Support the BBC
Last week a report was released by Lord Hutton, a British law lord who had been conducting a judicial inquiry into the death (supposedly by suicide) of weapons expert David Kelly, which roundly condemned the BBC. It all gets rather involved, but you can read the Guardian’s timeline of the incident, which explains things in some detail, and then their collection of articles about the report (and the fallout).

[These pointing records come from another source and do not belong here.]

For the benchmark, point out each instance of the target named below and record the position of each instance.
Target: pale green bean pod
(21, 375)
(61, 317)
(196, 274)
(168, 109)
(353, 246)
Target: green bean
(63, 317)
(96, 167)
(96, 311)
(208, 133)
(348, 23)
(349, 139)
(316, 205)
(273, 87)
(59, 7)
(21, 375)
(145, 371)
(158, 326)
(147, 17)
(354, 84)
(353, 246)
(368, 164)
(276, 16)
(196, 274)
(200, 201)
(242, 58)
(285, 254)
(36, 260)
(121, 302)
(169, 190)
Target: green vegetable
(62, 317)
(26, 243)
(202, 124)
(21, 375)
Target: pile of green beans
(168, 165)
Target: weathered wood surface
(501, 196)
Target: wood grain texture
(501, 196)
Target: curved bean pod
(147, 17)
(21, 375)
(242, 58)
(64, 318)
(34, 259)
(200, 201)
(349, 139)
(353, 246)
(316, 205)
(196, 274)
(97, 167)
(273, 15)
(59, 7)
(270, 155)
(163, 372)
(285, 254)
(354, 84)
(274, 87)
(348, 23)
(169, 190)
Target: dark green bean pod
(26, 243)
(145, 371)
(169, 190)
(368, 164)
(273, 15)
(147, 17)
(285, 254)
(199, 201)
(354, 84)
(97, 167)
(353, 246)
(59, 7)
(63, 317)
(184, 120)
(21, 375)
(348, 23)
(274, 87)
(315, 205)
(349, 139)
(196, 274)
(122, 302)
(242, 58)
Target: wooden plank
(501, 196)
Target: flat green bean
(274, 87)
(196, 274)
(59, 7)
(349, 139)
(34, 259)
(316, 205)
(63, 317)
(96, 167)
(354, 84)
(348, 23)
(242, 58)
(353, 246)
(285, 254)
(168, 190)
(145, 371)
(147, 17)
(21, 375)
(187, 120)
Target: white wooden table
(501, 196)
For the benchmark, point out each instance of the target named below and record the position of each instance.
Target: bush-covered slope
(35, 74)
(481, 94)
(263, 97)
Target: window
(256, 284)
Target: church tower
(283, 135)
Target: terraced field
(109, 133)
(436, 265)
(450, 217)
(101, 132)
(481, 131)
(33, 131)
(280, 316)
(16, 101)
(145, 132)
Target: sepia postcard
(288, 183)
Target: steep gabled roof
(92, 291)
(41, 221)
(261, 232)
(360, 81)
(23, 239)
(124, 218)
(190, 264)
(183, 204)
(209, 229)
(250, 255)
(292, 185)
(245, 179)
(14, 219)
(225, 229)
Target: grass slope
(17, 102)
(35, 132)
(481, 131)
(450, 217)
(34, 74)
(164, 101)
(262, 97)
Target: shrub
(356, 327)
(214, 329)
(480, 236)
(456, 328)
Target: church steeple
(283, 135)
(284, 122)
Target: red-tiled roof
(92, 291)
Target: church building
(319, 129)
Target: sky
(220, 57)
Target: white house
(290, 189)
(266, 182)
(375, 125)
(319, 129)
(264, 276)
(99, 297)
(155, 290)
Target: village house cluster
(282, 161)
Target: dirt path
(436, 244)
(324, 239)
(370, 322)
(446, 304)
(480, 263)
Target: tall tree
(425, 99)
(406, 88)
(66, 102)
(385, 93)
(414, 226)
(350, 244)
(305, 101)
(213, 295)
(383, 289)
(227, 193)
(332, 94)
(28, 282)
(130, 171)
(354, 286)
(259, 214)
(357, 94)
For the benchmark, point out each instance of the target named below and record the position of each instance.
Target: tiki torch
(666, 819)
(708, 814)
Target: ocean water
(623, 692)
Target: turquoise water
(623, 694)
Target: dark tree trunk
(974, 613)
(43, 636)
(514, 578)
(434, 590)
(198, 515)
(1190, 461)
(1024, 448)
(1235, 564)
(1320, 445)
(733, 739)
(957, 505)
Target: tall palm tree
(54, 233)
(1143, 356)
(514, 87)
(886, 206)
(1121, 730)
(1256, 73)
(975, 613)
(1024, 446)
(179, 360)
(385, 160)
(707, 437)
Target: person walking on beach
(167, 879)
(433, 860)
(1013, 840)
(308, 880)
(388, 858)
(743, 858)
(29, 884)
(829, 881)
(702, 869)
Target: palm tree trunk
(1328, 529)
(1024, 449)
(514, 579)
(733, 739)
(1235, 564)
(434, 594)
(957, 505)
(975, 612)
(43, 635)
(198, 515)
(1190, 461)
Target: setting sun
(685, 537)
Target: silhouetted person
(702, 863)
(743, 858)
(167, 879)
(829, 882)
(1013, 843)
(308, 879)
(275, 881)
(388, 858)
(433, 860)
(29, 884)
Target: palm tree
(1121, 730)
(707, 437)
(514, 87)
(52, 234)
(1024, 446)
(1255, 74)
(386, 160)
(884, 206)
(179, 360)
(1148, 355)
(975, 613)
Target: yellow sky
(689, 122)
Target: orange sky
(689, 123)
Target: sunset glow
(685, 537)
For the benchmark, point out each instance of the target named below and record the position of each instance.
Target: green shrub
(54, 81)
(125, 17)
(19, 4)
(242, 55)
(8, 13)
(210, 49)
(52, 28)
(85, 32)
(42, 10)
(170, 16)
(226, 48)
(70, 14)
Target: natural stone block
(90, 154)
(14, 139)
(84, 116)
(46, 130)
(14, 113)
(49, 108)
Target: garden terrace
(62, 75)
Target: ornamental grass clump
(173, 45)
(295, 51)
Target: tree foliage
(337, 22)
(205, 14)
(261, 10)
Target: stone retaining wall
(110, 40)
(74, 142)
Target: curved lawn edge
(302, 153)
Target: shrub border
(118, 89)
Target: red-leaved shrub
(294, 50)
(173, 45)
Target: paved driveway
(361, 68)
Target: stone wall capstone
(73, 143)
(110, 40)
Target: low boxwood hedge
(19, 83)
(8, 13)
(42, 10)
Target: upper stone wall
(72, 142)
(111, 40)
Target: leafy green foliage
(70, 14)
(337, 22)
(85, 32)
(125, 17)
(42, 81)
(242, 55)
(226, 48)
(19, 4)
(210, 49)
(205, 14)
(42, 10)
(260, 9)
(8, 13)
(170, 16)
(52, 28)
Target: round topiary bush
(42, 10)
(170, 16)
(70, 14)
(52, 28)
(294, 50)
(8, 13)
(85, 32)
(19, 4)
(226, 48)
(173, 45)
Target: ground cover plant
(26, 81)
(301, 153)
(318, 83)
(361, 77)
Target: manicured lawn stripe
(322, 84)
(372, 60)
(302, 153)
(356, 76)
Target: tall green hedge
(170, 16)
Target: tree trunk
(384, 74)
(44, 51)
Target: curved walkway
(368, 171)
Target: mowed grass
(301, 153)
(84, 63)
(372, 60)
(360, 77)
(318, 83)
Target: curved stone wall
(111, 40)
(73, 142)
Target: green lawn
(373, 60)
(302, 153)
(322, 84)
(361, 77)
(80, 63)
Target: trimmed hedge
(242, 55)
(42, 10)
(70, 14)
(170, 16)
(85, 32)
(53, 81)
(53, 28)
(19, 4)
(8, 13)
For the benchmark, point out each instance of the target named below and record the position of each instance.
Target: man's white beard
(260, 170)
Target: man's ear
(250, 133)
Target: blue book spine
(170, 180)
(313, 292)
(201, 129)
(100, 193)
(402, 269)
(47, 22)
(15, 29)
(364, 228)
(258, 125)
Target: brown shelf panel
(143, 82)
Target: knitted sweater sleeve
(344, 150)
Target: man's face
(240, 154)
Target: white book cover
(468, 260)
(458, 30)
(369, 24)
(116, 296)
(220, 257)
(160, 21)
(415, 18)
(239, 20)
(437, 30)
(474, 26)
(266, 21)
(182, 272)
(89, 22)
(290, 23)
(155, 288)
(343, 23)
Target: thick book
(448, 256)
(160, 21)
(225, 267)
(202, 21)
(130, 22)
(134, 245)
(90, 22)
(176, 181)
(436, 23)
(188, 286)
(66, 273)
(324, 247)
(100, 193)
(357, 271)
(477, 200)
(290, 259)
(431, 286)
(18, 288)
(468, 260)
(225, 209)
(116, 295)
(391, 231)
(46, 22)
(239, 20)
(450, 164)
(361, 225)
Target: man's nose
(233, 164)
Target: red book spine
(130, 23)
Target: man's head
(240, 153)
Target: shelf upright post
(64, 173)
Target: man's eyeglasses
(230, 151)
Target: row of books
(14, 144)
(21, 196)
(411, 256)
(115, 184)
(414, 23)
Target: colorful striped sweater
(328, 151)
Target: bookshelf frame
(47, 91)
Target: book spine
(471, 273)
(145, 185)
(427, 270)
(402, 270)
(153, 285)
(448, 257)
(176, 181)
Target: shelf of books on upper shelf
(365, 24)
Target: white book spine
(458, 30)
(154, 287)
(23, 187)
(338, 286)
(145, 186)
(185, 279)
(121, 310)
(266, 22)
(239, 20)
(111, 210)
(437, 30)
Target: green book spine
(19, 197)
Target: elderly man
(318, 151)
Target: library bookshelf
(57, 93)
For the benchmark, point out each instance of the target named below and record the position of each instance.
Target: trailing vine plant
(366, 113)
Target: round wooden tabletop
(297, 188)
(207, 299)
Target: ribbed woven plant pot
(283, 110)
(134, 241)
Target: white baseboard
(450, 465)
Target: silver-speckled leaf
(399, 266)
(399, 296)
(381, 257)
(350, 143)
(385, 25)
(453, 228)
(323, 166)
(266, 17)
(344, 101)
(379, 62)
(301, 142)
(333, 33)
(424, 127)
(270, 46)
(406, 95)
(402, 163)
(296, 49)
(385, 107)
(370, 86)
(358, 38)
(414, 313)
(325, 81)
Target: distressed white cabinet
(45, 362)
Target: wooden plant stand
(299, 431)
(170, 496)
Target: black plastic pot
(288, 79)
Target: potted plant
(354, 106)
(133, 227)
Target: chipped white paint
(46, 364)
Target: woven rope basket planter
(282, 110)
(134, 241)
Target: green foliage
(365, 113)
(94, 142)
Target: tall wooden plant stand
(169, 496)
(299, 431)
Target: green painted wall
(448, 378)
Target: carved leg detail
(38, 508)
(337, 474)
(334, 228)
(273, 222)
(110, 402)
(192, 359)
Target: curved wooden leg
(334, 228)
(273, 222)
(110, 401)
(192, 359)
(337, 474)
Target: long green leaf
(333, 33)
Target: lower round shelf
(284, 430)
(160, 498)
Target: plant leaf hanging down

As for the contents of the report itself, Atrios commented:
I’m not going to bother parsing this, but I do have this observation. I always assumed Hutton would condemn the BBC and exonerate the Blair government. The BBC’s reporter did screw up somewhat – there’s no question of that (though, frankly, it wasn’t exactly a Gerth-level screwup). And, Blair made a genius pre-emptive strike when he promised to resign if Hutton came out against him – essentially giving Hutton the power to bring a government down.
But, the report was such a ridiculous whitewash that it oddly ends up condemning Blair. A “naughty naughty BBC” combined with a “yes, mistakes we’re made, but these things happen” with respect to Blair would have preserved the status quo and no one could have found too much fault with it. But, Hutton has tried to play us all for fools and destroyed his own reputation in the process.
The whitewashing of the whole affair, would be bad enough, but now Hutton’s report is being used as part of the ongoing war against the BBC by the Tories and the infamous Rupert Murdoch (of FOX fame).
The BBC is one of the few remaining mainstream bastions of actual journalism on television and the web, now that CNN and its ilk have long since fallen into the darkness, and it would be a shame if it fell victim to its enemies simply because of what was, at the worst, the overenthusiastic pursuit of a story.